1. Original regression on upgrade to 2026.5.12: agent goes offline on WhatsApp + loses all tools.
2. Workaround (rollback to wrapper or downgrade) recovers the agent.
3. But downgrading leaves plugin state broken, because plugins are pinned to the SDK paths of whichever version they were built under, and there is no openclaw downgrade command that re-installs plugins against the target version's SDK.

Suggested additional fixes / mitigations to consider in the same triage:

• (a) Make plugin-SDK paths version-stable across releases (or expose a stable shim that survives binary version changes), OR
• (b) Provide a first-class openclaw plugins repair / openclaw downgrade <version> command that detects mismatched plugin builds and rebuilds them against the active binary, OR
• (c) At minimum, fail-loudly on plugin load mismatch with an actionable repair hint (currently the error scrolls past in normal output and the gateway just silently drops the affected models from the registry, which is how I lost openai-codex/* without realising it).

Standing on 2026.5.3-1 for the foreseeable future per my own version-lock rule.

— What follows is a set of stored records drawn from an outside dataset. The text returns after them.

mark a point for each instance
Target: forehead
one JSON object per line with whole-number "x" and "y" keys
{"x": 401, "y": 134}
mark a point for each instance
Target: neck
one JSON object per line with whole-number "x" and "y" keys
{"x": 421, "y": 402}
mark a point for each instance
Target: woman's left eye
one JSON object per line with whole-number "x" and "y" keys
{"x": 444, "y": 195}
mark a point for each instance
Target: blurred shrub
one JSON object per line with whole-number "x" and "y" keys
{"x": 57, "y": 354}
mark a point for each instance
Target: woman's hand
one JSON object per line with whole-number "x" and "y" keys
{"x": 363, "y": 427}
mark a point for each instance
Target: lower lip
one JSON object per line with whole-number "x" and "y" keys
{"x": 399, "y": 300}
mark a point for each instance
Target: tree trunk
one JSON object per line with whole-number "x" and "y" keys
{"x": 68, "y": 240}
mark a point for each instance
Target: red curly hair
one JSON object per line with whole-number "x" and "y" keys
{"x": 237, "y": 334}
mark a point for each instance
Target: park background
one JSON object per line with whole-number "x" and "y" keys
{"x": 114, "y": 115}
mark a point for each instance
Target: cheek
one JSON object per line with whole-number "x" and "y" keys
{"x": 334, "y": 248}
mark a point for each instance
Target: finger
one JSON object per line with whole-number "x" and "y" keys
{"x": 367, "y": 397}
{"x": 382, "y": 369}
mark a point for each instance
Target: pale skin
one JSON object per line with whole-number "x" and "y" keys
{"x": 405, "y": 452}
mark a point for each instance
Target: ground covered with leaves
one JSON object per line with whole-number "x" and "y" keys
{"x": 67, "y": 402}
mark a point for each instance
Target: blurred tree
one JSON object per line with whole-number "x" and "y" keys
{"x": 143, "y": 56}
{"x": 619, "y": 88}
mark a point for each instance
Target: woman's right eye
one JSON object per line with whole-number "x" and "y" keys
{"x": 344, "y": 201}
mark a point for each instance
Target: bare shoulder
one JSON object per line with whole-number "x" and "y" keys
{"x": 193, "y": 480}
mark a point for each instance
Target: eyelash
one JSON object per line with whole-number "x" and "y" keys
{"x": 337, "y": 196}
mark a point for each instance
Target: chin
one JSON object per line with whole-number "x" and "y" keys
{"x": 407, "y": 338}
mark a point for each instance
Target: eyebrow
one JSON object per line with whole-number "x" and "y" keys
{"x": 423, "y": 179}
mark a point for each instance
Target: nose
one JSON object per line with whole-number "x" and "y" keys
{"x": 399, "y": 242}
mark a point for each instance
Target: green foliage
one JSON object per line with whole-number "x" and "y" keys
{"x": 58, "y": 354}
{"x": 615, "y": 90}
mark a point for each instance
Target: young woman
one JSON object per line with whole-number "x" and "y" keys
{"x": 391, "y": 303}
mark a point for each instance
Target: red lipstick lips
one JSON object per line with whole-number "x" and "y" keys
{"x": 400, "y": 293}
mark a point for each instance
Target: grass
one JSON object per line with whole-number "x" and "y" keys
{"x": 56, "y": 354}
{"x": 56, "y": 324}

Happy to test any candidate fix when it ships.

[steipete]

Fixed by PR #83647, merged as cce0049.

Doctor now preserves recoverable legacy whole-agent Claude CLI runtime intent by moving matching Anthropic model selections to model-scoped runtime policy before removing the stale whole-agent runtime pin. Explicit per-model runtime overrides are left untouched.

Proof:

• Focused doctor migration tests passed: node scripts/run-vitest.mjs src/commands/doctor-legacy-config.migrations.test.ts src/commands/doctor/shared/legacy-config-migrate.test.ts
• Changed gate passed in Blacksmith Testbox: tbx_01krxrhxvn9s0hdgx5b8evqq52
• Autoreview was clean on the final commit

The PR body includes the detailed behavior proof block. Closing as fixed.